The game runs three or four hours, there are no branching paths or decisions to be made along the way. The visual style is unique with the almost stop-motion animation really standing out. I was using the screen capture button a lot during my playthrough as one scene after another jumped off of the screen.

The Best Part: The music. Each section of the game is marked by a new song, which Stacy will introduce, and sets the tone for whatever is happening on screen. The songs are mostly deep cuts spanning the ’60s through the ’90s. Coming from a fairly large music nerd; I hadn’t heard of most of the songs in this game, and there were definitely a few artists I’d never listened to before. The game doubles down on the music aspect by making music a primary personality trait of Stacy.
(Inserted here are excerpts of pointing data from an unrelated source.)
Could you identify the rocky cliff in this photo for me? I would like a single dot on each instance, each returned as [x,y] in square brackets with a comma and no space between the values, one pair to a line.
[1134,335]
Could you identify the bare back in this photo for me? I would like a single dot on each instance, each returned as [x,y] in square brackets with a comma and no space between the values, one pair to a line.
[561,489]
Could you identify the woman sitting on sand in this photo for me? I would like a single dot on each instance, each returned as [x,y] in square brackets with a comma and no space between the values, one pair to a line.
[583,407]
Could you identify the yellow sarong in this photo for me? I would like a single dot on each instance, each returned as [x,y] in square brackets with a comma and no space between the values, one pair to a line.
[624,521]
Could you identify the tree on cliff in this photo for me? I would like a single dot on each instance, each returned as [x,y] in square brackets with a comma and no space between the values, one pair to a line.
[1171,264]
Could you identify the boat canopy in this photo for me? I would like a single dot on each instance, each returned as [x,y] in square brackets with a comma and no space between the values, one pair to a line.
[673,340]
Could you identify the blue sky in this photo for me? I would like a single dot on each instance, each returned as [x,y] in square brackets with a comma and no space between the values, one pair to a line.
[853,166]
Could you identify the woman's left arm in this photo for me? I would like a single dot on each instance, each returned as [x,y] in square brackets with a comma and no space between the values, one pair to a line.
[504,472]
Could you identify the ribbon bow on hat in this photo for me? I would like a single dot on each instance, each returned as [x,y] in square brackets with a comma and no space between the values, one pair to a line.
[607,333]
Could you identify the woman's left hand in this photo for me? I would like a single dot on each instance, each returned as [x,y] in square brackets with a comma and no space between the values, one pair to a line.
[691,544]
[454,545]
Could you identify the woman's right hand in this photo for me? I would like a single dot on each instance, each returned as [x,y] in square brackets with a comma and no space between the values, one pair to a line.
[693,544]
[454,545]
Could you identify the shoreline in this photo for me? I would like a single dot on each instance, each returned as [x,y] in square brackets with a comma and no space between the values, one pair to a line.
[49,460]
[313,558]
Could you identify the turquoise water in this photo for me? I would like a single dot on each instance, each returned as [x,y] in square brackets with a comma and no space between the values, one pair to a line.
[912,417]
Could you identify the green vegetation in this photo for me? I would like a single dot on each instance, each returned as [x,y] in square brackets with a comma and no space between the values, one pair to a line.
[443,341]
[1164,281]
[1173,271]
The characters discuss and joke about “the perfect song for the moment” throughout. If the idea of music bringing back very specific memories has ever resonated with you, you will probably enjoy how it is used, and discussed, in Mixtape.
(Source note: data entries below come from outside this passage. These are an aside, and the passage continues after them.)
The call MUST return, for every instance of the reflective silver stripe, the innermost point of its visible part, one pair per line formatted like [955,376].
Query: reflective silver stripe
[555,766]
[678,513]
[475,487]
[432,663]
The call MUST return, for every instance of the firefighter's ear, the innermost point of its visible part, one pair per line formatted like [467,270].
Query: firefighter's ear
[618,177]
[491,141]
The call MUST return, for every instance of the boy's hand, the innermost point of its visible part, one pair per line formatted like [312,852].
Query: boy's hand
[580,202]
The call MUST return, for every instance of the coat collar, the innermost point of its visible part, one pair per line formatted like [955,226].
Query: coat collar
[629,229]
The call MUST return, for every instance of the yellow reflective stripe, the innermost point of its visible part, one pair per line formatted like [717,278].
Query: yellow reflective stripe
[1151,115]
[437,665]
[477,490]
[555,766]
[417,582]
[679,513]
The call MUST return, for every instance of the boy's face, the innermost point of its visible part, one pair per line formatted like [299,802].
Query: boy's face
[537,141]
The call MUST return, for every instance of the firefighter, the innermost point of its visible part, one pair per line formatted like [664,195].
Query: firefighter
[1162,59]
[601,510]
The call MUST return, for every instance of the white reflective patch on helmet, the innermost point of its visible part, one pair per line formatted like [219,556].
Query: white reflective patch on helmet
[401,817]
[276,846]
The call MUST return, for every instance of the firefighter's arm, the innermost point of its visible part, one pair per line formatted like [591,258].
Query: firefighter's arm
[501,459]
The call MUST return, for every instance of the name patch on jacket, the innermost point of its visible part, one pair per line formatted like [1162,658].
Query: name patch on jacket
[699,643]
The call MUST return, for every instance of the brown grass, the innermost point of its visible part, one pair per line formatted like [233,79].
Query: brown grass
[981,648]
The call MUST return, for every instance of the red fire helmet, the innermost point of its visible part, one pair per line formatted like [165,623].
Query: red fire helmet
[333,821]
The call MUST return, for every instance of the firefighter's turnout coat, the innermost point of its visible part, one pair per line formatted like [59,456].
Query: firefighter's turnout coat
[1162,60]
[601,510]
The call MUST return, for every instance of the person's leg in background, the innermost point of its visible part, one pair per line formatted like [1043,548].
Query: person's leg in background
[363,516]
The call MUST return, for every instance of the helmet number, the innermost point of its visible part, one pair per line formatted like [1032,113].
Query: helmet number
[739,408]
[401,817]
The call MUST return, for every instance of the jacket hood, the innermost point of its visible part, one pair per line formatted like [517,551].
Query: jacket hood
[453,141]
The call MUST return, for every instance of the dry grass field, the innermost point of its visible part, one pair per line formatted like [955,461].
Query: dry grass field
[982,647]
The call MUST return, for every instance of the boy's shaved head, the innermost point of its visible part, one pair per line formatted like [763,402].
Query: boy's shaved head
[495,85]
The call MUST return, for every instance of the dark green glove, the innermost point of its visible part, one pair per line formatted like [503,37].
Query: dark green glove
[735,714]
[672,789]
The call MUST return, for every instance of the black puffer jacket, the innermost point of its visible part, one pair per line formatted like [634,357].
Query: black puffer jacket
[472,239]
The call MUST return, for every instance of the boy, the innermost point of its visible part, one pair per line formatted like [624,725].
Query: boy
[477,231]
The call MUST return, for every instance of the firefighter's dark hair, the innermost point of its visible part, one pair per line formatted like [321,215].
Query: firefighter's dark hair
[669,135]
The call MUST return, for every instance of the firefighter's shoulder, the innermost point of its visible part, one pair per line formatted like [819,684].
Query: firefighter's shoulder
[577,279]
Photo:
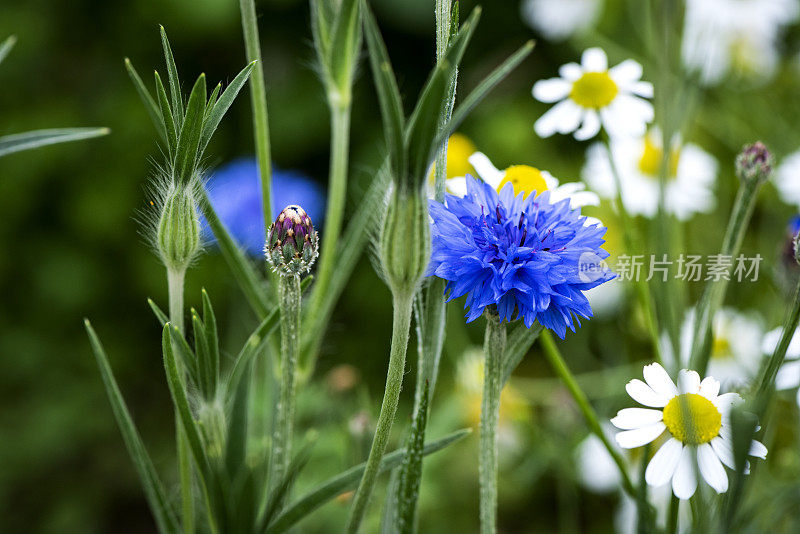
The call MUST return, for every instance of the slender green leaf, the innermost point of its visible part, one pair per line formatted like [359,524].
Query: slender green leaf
[149,103]
[225,101]
[178,392]
[485,87]
[423,125]
[243,271]
[348,480]
[153,488]
[166,117]
[411,473]
[174,81]
[6,46]
[186,155]
[38,138]
[388,93]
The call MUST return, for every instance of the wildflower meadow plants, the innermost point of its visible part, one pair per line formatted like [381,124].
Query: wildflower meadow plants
[518,248]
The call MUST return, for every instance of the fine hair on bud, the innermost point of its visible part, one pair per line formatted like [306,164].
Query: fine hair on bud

The Worst Part: The three main characters get uneven treatment as far as filling out their stories. Cassandra, the daughter of overbearing parents including a local police officer, probably gets the most clear set of circumstances which she is reacting to throughout the game. Stacy’s motivations are clear but her backstory is mostly left in the dark. Then there’s Slater, poor Slater. He gets the least amount of story and doesn’t actually do much of anything throughout. All of this is fine and makes total sense given the short runtime of the game, but this is definitely a case where the game left me wanting to know more about the characters.
The Verdict: I had a great time experiencing Mixtape. The moderate debauchery that the characters partake in doesn’t resonate with my personal experience, but the “last hoorah of high school” is a popular trope for a reason. Whether you were trying to plan the perfect last party or simply playing videogames at home, the feeling of realizing everything you’ve known is about to change significantly is a common rite-of-passage. Even for the Slater’s of the world who genuinely just want to stay in their hometown, find a low stress job, and enjoy life, seeing everything around you changing is an experience.
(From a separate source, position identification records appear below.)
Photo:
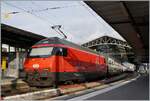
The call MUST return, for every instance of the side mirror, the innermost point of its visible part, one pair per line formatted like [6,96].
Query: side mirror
[64,50]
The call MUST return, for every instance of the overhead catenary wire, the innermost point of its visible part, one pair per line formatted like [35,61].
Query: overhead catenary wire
[29,13]
[52,24]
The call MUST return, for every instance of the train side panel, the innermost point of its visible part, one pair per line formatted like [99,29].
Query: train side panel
[81,65]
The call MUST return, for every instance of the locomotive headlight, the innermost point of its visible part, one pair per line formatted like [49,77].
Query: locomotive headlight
[36,66]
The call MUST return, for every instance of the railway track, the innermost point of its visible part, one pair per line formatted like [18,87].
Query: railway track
[23,89]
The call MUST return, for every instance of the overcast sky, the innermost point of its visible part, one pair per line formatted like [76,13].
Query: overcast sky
[79,22]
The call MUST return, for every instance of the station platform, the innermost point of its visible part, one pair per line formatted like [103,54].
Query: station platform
[11,85]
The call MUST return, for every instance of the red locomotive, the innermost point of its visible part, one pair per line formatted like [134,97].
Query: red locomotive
[69,61]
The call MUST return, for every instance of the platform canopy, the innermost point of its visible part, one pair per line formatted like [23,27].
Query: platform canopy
[130,19]
[17,37]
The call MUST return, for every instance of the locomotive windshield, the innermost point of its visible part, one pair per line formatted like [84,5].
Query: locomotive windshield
[40,51]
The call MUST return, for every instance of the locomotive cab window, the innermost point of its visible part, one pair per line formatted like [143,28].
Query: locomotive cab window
[60,51]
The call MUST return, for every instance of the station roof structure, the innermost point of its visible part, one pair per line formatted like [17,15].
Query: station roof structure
[18,37]
[130,19]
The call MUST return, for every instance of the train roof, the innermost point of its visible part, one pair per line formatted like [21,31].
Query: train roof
[56,40]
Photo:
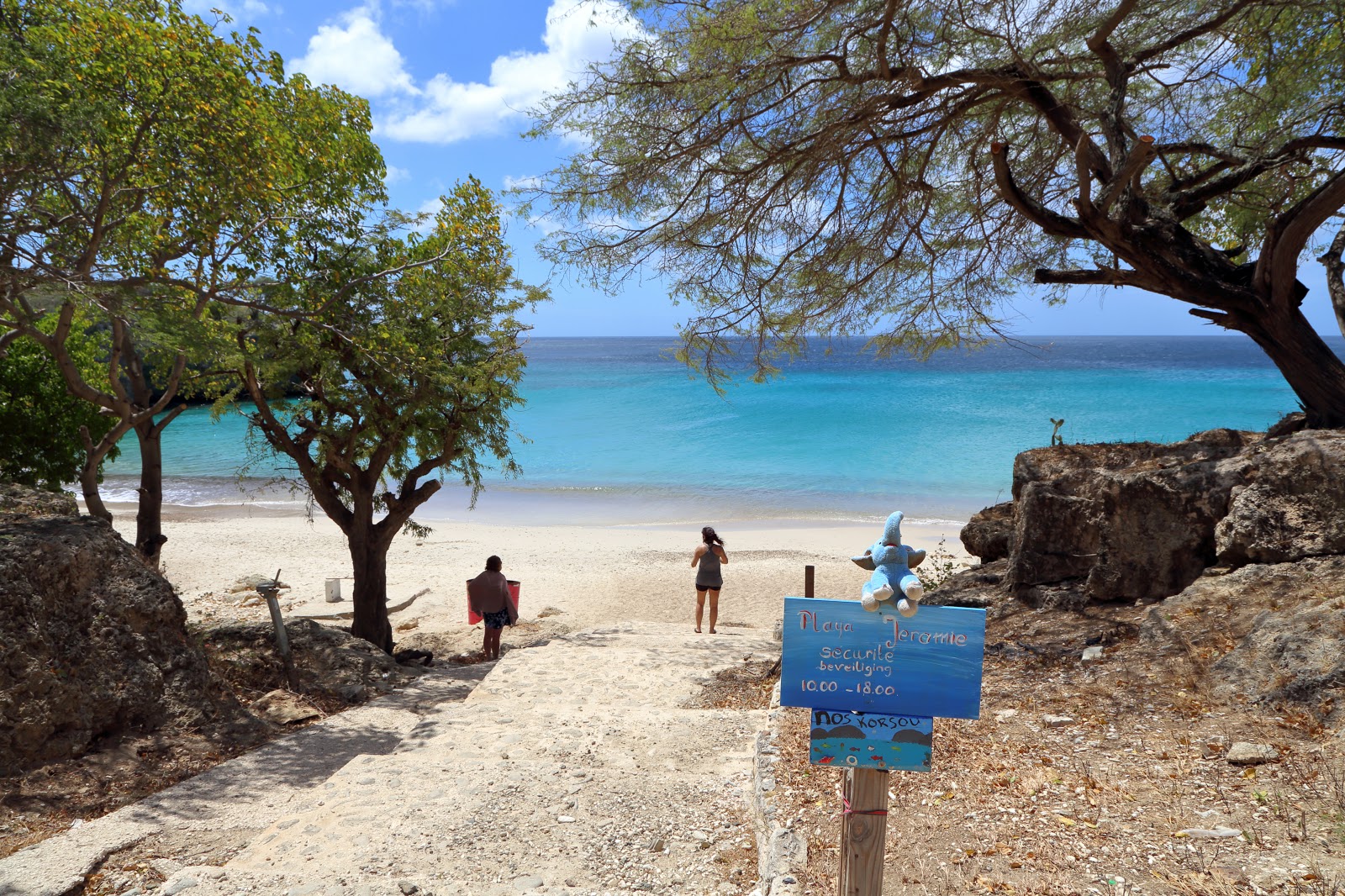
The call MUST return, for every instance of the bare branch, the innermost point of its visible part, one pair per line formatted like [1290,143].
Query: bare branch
[1289,235]
[1053,224]
[1336,276]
The fact that Mixtape tightly wraps this common coming-of-age theme in music speaks to me in ways that the “doing crime” portions did not. I was not trying to soundtrack every moment of life like Stacy does, but I have vivid memories of purchasing CDs, going to shows, listening to albums, and so on from my younger days. Music has been a constant throughout the vast majority of my life, so when I heard a Smashing Pumpkins deep cut off of the first CD I ever bought with my own money during the trailer for Mixtape, that told me all I needed to know.
Mixtape is absolutely not for everyone. I hesitate to call anything in this a “game.” The things you actually do here are more like mini-activities. It is fun to try to hit homeruns with a super simple baseball portion or shoot bottles with a slingshot, but these are all just bridges to the next story beats Mixtape has to drop.
If you understand the limitations of what Mixtape isn’t, and are at all interested in what Mixtape is, this is one of the easiest recommendations I can make.